Northrop Grumman said in a statement on April 5 that it has been working with the state DEC and the U.S. Navy “for over 30 years to develop and implement scientifically sound strategies to remediate groundwater deep below Bethpage,” and the company was committed to protecting “the health of the community and the environment.”

The cleanup so far is small comfort to those who developed cancers after living near the Grumman site.

“We're the people that have been forgotten about,” said Pamela Carlucci, 72, who has metastatic breast cancer. 

There has been just one study of Bethpage's cancer rates, in 2013, which didn't find higher than normal numbers, although the study noted the difficulty of linking apparent cancer clusters to a particular source.

Is the drinking water safe?

Bethpage Water District Superintendent Mike Boufis at the water treatment plant on Motor Lane in Bethpage in 2019. Credit: Newsday/Steve Pfost

The plume contaminants compelled water districts serving the area — Bethpage Water District, South Farmingdale Water District and New York American Water — to install expensive treatment plants at six different wellheads to deliver safe drinking water to customers.

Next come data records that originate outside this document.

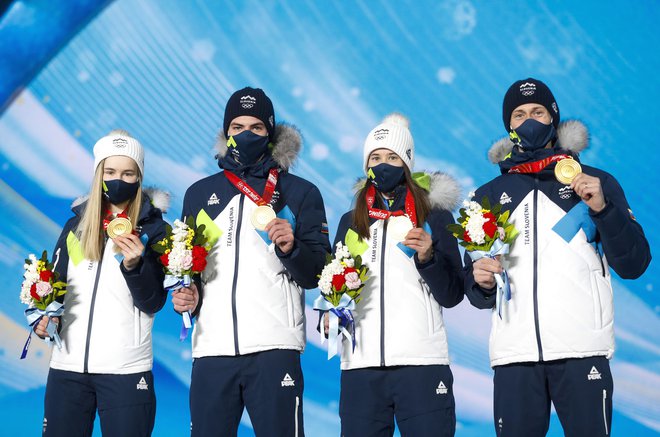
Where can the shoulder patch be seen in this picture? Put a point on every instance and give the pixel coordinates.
(73, 248)
(212, 232)
(356, 245)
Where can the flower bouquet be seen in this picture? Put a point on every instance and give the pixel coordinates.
(341, 283)
(485, 231)
(183, 254)
(39, 290)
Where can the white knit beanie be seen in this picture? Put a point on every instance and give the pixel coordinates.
(392, 133)
(119, 142)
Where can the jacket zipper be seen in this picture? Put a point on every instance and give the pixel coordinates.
(296, 416)
(382, 295)
(602, 264)
(91, 314)
(607, 431)
(237, 240)
(536, 260)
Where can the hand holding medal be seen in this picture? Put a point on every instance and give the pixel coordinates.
(590, 191)
(118, 226)
(263, 217)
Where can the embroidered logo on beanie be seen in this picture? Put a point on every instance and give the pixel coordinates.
(527, 89)
(253, 102)
(248, 102)
(381, 134)
(119, 143)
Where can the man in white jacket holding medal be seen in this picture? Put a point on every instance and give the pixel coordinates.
(268, 235)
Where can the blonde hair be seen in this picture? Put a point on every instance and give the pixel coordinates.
(90, 229)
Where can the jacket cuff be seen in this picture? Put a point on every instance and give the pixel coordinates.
(136, 271)
(609, 218)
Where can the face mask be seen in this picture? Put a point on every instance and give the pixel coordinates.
(385, 177)
(118, 191)
(533, 135)
(247, 147)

Bethpage Water’s $18 million treatment facility — built with funding raised through borrowing and then recouped through a lawsuit against Northrop Grumman — monitors 19 volatile organic chemicals and removes them to non-detectable levels. It also treats for 1,4-dioxane, a chemical that has been used in industrial solvents and is considered a likely carcinogen by the EPA.

The South Farmingdale Water District has two treatment facilities, funded through state grants and a lawsuit settlement with the Navy and Northrop Grumman. One has been operating for several years, and the second is due for completion early next year.

Francis Koch, superintendent of the water district, said he wasn't wholly satisfied with the pace of the plume cleanup effort. “Do we wish it would go quicker? Yes. Are we happy that it’s actually being done at all? Yes.,” Koch told Newsday.

Officials at water districts south of the plume perimeter are watching how quickly the network of extraction wells can pump and clean, fearing their wells may not be spared.

Massapequa Water District wells have are not yet affected, according to Kevin Reilly, district superintendent. But the district is working closely with the DEC to monitor the plume’s southward creep, Reilly said, and “all signs show that it’s on its way.”

Boufis, of the Bethpage Water District, said the big question is how quickly the plume can be contained.

“You definitely don’t want it in the Great South Bay, where it will impact the marine life,” Boufis said.